In this size it sounds feasible. However it means freezing all those guys for whole voyage. As far as I remember ISS statistics one guy needs 2 tones of supplies/year. In order to cut costs I would sent this ship without landing module. If aliens ordered that, they have to pick it on their own from orbit.

You want a bigger ship, because sending a few frozen guys even without presents for aliens don't make cool story? ;) Then remains subject of energy production on Earth.
a) This mission is so crucial, it would be the greatest project for human history and building 100 big nuclear power plants each with dozen nuclear reactors within a decade seems as necessary sacrifice, even if it means rationing building materials for any other projects.
b) Human civilization already reached such energy output that it can afford such stuff without problem.
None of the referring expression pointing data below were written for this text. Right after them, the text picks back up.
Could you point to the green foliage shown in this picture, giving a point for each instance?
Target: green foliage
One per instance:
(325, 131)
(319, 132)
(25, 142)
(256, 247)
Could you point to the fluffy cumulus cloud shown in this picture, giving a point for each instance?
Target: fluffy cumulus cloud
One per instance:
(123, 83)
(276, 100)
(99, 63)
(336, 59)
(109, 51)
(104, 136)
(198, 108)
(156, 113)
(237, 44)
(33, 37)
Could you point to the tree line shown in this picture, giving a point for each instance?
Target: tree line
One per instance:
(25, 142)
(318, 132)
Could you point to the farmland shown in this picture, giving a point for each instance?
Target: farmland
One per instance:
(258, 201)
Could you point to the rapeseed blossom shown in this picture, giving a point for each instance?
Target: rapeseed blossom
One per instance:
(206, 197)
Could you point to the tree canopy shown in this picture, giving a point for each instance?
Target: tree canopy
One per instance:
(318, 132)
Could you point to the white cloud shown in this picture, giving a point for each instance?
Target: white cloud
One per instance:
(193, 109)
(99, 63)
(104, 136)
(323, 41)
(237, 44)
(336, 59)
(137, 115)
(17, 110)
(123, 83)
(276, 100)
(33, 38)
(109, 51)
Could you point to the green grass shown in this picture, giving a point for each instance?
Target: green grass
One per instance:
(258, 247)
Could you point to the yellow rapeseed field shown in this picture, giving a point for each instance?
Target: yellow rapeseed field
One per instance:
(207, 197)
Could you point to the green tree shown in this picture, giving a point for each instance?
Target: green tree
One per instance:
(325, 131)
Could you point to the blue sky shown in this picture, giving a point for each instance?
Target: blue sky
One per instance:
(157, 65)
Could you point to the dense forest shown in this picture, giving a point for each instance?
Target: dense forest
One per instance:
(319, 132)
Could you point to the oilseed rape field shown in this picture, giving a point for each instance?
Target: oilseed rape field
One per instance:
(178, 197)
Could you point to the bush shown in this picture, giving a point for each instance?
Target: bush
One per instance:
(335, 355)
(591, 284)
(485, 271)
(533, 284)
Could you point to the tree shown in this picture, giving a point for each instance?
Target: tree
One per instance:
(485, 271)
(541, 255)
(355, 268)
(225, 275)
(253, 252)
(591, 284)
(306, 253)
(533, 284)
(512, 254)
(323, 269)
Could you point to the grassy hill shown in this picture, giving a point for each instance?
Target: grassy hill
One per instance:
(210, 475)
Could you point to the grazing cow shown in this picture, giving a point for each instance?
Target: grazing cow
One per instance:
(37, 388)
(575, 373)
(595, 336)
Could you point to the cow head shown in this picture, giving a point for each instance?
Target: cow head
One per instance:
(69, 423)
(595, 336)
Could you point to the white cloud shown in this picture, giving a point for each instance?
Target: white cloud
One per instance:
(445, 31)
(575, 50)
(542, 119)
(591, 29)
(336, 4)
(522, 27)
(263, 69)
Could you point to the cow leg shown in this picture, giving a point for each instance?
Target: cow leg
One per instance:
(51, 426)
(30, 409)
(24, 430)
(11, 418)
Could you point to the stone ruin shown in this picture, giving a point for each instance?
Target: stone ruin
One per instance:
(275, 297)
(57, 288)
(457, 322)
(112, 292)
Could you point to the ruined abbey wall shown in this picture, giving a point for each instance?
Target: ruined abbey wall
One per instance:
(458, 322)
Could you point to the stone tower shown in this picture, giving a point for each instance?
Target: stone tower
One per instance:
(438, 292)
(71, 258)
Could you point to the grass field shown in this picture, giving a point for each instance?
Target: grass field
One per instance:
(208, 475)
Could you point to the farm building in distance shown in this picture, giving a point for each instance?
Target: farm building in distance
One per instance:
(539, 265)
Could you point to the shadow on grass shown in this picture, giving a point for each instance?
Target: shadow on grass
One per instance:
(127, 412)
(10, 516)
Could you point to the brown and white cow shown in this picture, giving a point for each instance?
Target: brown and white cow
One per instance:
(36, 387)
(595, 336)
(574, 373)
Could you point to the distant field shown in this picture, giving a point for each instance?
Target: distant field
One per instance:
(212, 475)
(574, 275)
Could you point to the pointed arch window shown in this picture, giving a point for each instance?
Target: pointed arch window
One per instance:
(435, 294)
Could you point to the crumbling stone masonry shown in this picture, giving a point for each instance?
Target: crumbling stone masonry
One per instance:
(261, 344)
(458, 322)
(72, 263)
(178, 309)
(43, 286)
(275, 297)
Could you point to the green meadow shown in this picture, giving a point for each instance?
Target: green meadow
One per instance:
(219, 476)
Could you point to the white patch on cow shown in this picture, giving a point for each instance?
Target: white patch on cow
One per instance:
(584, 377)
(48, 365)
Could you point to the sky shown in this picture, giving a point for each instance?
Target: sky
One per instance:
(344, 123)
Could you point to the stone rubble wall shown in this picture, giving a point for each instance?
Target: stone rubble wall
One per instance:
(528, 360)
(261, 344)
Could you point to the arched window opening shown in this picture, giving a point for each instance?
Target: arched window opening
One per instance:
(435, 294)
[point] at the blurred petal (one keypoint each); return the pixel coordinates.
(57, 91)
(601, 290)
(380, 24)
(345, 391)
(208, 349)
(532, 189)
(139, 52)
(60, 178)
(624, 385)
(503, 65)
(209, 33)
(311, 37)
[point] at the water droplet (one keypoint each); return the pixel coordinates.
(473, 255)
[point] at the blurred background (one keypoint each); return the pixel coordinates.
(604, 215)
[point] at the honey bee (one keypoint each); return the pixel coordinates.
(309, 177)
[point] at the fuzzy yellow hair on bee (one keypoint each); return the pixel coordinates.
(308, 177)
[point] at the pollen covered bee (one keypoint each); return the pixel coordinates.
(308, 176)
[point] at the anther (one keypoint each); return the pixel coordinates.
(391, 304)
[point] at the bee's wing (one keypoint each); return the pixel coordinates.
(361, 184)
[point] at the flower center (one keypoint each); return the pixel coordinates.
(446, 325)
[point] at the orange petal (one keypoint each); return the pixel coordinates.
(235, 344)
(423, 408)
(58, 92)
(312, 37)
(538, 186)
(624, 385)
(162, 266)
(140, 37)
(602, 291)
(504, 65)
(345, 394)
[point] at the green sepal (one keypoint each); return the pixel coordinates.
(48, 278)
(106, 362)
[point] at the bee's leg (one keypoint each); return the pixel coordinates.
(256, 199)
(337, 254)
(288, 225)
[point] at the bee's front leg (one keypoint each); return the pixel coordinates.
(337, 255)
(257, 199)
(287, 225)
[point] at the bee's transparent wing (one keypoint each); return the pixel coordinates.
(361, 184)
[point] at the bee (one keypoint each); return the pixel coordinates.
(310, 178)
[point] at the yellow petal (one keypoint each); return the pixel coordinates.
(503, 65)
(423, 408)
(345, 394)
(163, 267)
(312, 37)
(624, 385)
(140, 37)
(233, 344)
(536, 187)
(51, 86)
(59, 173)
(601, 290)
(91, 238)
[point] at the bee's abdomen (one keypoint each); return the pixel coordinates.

This however, means that astronauts came from a really rich place.

 

[Czcibor]

One more idea, premises:
a) you want to accelerate stuff near Earth
b) all stuff is durable and guys are frozen, so really high g is not a problem
c) building all those nuclear power plants & laser for one quick use would be somewhat wasteful
d) more lasers and power plants are going to build in the meantime

Then send the ship in modules, a few tones each, that would be automatically assembled on the way.

The older stuff is going to be accelerated less than the old one, later there would be minor corrections until everything is assembled.

Stop being creative? :D

 

[mfb]

That needs 20 TW under perfect conditions?

So roughly counting 20 big nuclear reactors that Hungarians are planning to build:
http://en.wikipedia.org/wiki/Paks_Nuclear_Power_Plant#Technical_parameters

1 Terawatt = 1000 Gigawatt. You would need 20 000 of those blocks.

In addition, the laser has to be space-based as an atmosphere would ruin the beam parameters and all larger objects like the moon are rotating which is impractical. Huge arrays of solar cells look like the most promising option.

 

[Czcibor]

1 Terawatt = 1000 Gigawatt. You would need 20 000 of those blocks.

In addition, the laser has to be space-based as an atmosphere would ruin the beam parameters and all larger objects like the moon are rotating which is impractical. Huge arrays of solar cells look like the most promising option.

Ooopsie. Yes, you are right. So for 10 tone ship you need fully utilize 20 times USA full electric energy capacity.
http://en.wikipedia.org/wiki/Energy_in_the_United_States#Generation

Maybe we can just send those aliens an e-mail? :D

 

[DEvens]

Ooopsie. Yes, you are right. So for 10 tone ship you need fully utilize 20 times USA full electric energy capacity.
http://en.wikipedia.org/wiki/Energy_in_the_United_States#Generation

Maybe we can just send those aliens an e-mail? :D

Also, what is your reflector made of? Consider that it will not be perfectly reflective. Some tiny fraction of the incident light energy will be absorbed. That will put a maximum on the incident light energy, because it will heat the mirror. I'm thinking an acceleration of 0.6 gee is pretty ambitious even if you have the light energy available. You could do rough estimates of this based on supposed efficiency, and the light energy per square meter. And you could assume black-body radiation to lose heat from the reflector.

Don't forget that your cargo capsule is probably on the "bright side" of the reflector. To put it in front would mean you would have to make everything stiff and balanced, an increased engineering challenge. With the load behind it's only got to be strong enough to support the weight, and balanced by pull instead of against push. So it has to accept similar issues of heating. You won't be able to direct the light beam to avoid the capsule over light-year distances. You will be doing well to hit the ship at all.